Je tourne une page du carnet, révélant une liste de profils.

— Ses alliés sont aussi importants qu’elle. Ryuen est un stratège brutal mais efficace. Shiro est une manipulatrice, capable de semer le doute et la confusion. Albert… un exécutant silencieux, mais redoutable.

Hirata écoute attentivement, les sourcils froncés.

— Et quels sont leurs objectifs ?

— Ils cherchent à nous affaiblir de l’intérieur. À semer la discorde, à nous diviser. Leur but est de briser notre unité, car c’est là que réside notre force.

Je les regarde tous les deux, conscient de l’importance de ce moment.

— C’est pour ça que je dois vous préparer. Vous serez en première ligne. Si je ne peux pas intervenir directement, c’est à vous de tenir la classe ensemble.

Horikita fixe le carnet, réfléchissant à ce que cela implique.

— Très bien. Que devons-nous faire ?

Je pointe trois points essentiels sur la page.

— D’abord, renforcer la communication entre tous les élèves. Aucun malentendu, aucune rumeur ne doit diviser la classe. Vous devez être transparents et fermes.

Hirata acquiesce.

— Ensuite, identifier les faiblesses que Ohona pourrait exploiter. Chaque élève a ses vulnérabilités. Il faut les connaître avant elle.

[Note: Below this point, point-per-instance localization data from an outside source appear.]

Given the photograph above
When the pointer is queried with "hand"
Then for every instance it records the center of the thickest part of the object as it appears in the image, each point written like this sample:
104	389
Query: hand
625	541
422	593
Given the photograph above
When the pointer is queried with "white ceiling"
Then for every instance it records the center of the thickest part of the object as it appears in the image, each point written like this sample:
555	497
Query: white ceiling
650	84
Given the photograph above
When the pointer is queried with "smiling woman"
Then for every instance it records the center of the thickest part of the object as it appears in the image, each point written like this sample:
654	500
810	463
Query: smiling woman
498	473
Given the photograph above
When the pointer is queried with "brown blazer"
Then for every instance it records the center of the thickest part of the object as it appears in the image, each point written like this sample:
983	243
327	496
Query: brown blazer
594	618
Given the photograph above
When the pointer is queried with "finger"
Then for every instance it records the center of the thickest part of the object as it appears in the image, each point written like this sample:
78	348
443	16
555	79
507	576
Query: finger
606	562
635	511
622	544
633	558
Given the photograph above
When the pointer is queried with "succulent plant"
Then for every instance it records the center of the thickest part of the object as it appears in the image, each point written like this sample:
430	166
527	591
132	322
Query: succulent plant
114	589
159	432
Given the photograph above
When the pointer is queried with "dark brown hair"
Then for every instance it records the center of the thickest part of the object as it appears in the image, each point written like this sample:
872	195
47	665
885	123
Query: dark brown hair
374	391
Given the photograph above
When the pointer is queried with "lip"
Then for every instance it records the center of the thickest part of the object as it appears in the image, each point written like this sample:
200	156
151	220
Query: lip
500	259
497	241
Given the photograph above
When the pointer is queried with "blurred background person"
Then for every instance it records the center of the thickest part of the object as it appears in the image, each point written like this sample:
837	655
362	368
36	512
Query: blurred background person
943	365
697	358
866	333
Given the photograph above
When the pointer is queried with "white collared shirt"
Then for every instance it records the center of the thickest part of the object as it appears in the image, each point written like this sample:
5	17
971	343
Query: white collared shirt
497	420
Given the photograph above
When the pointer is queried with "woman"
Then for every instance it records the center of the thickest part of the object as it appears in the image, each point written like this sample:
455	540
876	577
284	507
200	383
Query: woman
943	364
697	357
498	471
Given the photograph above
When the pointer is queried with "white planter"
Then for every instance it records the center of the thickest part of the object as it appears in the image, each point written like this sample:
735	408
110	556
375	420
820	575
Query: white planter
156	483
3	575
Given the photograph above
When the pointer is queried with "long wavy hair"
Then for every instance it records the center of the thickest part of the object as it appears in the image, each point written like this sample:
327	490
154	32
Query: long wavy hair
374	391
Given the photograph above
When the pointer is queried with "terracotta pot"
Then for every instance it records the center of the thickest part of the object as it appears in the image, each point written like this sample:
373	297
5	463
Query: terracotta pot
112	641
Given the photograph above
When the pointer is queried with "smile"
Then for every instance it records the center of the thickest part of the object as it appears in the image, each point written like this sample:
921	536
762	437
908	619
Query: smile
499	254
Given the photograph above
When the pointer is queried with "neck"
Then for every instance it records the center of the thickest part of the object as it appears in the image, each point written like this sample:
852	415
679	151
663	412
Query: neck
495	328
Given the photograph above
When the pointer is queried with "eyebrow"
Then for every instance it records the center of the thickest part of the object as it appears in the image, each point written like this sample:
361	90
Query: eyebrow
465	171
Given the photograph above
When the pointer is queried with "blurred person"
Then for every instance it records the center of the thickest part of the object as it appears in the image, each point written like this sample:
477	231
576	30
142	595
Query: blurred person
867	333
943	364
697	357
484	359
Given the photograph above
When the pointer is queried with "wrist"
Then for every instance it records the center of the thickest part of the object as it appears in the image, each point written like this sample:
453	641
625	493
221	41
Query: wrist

Horikita prend une note mentale, son esprit déjà en train de cartographier la classe.

— Et enfin…

Je les regarde avec sérieux.

— Ne jamais sous-estimer Ohona. Elle est plus dangereuse qu’elle ne le laisse paraître.

Le silence s’installe à nouveau, lourd de sens.

— Nous comprenons, dit finalement Hirata.

— On tiendra la classe, ajoute Horikita.

Je hoche la tête.

— Alors, préparez-vous. Parce que ce n’est que le début.

La bataille ne sera pas physique. Ce sera une guerre d’influence, de manipulation. Une guerre où chaque erreur pourrait être fatale.

Mais ensemble, nous avons une chance.